I have two columns (such as):
from | to |
---|---|
1 | 2 |
1 | 3 |
2 | 4 |
4 | 2 |
4 | 2 |
4 | 3 |
3 | 3 |
And I want to create a transition matrix (where sum of rows in a columns add up to 1):
1. 2. 3. 4.
1. 0 0 0 0
2. 0.5* 0 0 2/3
3. 0.5 0.5 1 1/3
4. 0 0.5 0 0
where 1 -> 2 would be : (the number of times 1 (in 'from') is next to 2 (in 'to)) / (total times 1 points to any value).
You can create this kind of transition matrix using a window and pivot.
First some dummy data:
import pandas as pd
import numpy as np
np.random.seed(42)
x = np.random.randint(1,5,100)
y = np.random.randint(1,5,100)
df = spark.createDataFrame(pd.DataFrame({'from': x, 'to': y}))
df.show()
+----+---+
|from| to|
+----+---+
| 3| 3|
| 4| 2|
| 1| 2|
...
To create a pct column, first group the data by unique combinations of from/to and get the counts.
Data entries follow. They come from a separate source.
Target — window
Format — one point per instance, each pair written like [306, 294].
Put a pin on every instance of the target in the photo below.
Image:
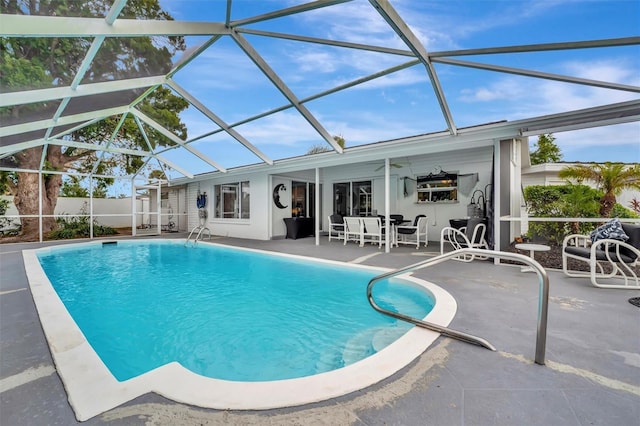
[353, 198]
[232, 200]
[437, 188]
[303, 203]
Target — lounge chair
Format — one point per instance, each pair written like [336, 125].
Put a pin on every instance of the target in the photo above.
[470, 236]
[611, 261]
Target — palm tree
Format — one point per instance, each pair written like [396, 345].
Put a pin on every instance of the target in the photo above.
[611, 178]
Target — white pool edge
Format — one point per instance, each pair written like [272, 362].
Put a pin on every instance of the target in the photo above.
[92, 389]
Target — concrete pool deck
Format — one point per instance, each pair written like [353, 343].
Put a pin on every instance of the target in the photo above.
[591, 376]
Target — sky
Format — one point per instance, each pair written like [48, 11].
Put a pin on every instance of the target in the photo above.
[403, 103]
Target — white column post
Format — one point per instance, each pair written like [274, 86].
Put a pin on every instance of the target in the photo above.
[387, 208]
[318, 211]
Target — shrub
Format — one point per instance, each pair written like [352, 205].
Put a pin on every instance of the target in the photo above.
[561, 201]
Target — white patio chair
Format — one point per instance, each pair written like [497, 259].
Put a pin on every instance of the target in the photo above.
[373, 230]
[470, 236]
[352, 230]
[336, 227]
[413, 234]
[612, 263]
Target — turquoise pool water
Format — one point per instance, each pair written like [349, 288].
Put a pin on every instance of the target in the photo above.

With that aggregated dataframe, create a new column, pct
that uses the Window
to find the total number of records for each from
group which is used as the denominator.
Lastly, pivot the table to make the to
values columns and the pct
data the values of the matrix.
from pyspark.sql import functions as F, Window
w = Window().partitionBy('from')
grp = df.groupBy('from', 'to').count().withColumn('pct', F.col('count') / F.sum('count').over(w))
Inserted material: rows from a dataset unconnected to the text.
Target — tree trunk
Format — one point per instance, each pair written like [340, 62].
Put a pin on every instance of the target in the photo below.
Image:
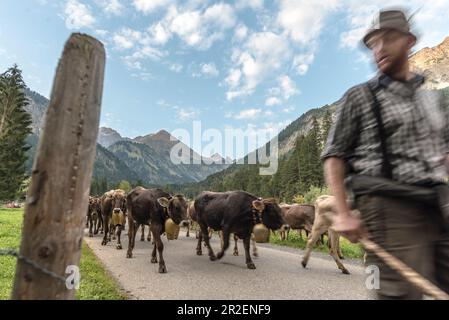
[58, 195]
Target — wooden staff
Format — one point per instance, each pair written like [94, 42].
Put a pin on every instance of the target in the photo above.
[410, 275]
[58, 195]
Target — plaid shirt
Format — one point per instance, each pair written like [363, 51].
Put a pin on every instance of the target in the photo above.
[416, 128]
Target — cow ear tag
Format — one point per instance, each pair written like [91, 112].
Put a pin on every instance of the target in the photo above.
[164, 202]
[258, 205]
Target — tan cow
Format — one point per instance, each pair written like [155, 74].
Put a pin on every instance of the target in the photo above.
[324, 214]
res = grp.groupBy('from').pivot('to').agg(F.round(F.first('pct'), 2))
res.show()
+----+----+----+----+----+
|from| 1| 2| 3| 4|
+----+----+----+----+----+
| 1| 0.2| 0.2|0.25|0.35|
| 2|0.27|0.31|0.19|0.23|
| 3|0.46|0.17|0.21|0.17|
| 4|0.13|0.13| 0.5|0.23|
+----+----+----+----+----+